Assets under management of NBFCs under the co-lending model are nearing the ₹1-lakh crore mark, five years since the model came into existence.

“Over the medium term, growth momentum is seen healthy at 35-40 per cent annually, amidst rising interests of partners – NBFCs and banks,” Crisil said in a note, adding that these partners are likely to increase their focus on other asset classes such as MSME and home loans, given the higher risk weights for personal loans.

Share of loans

Personal loans account for a third of overall co-lending AUM across the industry, followed by housing loans at around 20 per cent and unsecured MSME loans and gold loans at 13 per cent each. Secured MSME (including loans against property) and vehicle loans comprise the remaining 20 per cent.

Growth in unsecured loans, including consumer loans (personal and consumer durable) and SME loans, is seen slowing down to 25-35 per cent in FY25 compared with the estimated growth of 35 per cent in FY24.

Co-lending AUM of NBFCs’ is estimated to be around ₹75,000 crore as of September 2023, up from ₹55,000 crore in March 2023, Crisil said, adding that it expects this AUM to cross ₹1-lakh crore by March 2024 or latest by Q1 FY25.

“The share of personal loan in the co-lending book could decline in FY25, and that of MSME and home loans should go up. This will be supported by government’s focus on increasing share of MSME sector contribution in India’s GDP and ‘Housing for All’ initiatives,” said Malvika Bhotika, Director, Crisil Ratings, adding that co-lending will continue to see increased traction as NBFCs look for alternative funding sources to cater to the healthy demand for retail loans.

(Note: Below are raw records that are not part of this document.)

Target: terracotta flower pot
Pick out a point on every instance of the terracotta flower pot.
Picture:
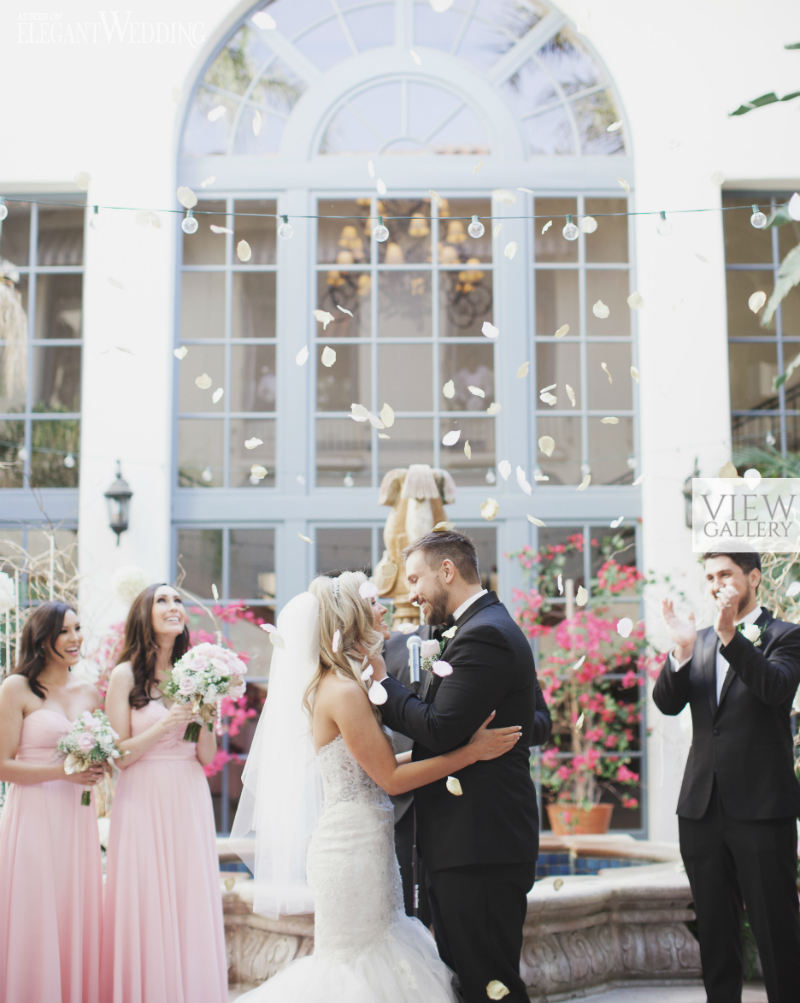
(569, 819)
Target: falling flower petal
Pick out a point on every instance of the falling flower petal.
(324, 318)
(186, 197)
(546, 444)
(522, 480)
(377, 693)
(625, 626)
(497, 990)
(454, 786)
(489, 510)
(264, 21)
(752, 477)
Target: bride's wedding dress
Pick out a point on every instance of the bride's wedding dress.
(366, 949)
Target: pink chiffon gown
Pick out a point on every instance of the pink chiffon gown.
(163, 940)
(50, 881)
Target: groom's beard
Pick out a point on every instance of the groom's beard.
(438, 607)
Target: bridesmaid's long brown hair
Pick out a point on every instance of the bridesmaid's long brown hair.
(140, 648)
(36, 645)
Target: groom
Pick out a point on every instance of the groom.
(479, 847)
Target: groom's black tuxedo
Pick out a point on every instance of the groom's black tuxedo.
(739, 801)
(480, 848)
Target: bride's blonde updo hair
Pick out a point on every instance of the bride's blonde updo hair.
(344, 610)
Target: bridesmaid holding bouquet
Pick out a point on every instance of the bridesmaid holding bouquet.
(50, 878)
(163, 940)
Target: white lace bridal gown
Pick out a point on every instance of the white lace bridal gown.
(366, 950)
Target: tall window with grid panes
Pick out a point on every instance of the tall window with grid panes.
(41, 336)
(329, 116)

The estimates are based on a study of around 100 NBFCs, accounting for over 90 per cent of the sector’s AUM. However, only about a third of these have active co-lending books at present.

‘Win-win’ for NBFCs

Crisil said co-lending is a “win-win” for NBFCs and banks alike as it allows sharing of risk and rewards. For NBFCs, particularly for mid-sized and smaller ones, it enables access to bank funding and diversification in funding avenues.

Growth is seen supported by controlled asset quality seen so far in the co-lending portfolio of banks and NBFCs. The increase in risk weights for bank lending to NBFCs has also worked in favour of the co-lending model as it allows NBFCs to grow in a capital-efficient manner whereas banks have optimal access to niche customers and geographies and help in meeting their priority sector lending targets.

“While sustenance of asset quality will be the key to long-term success of the co-lending business model, the manner in which regulations governing co-lending evolve will also bear watching,” it said.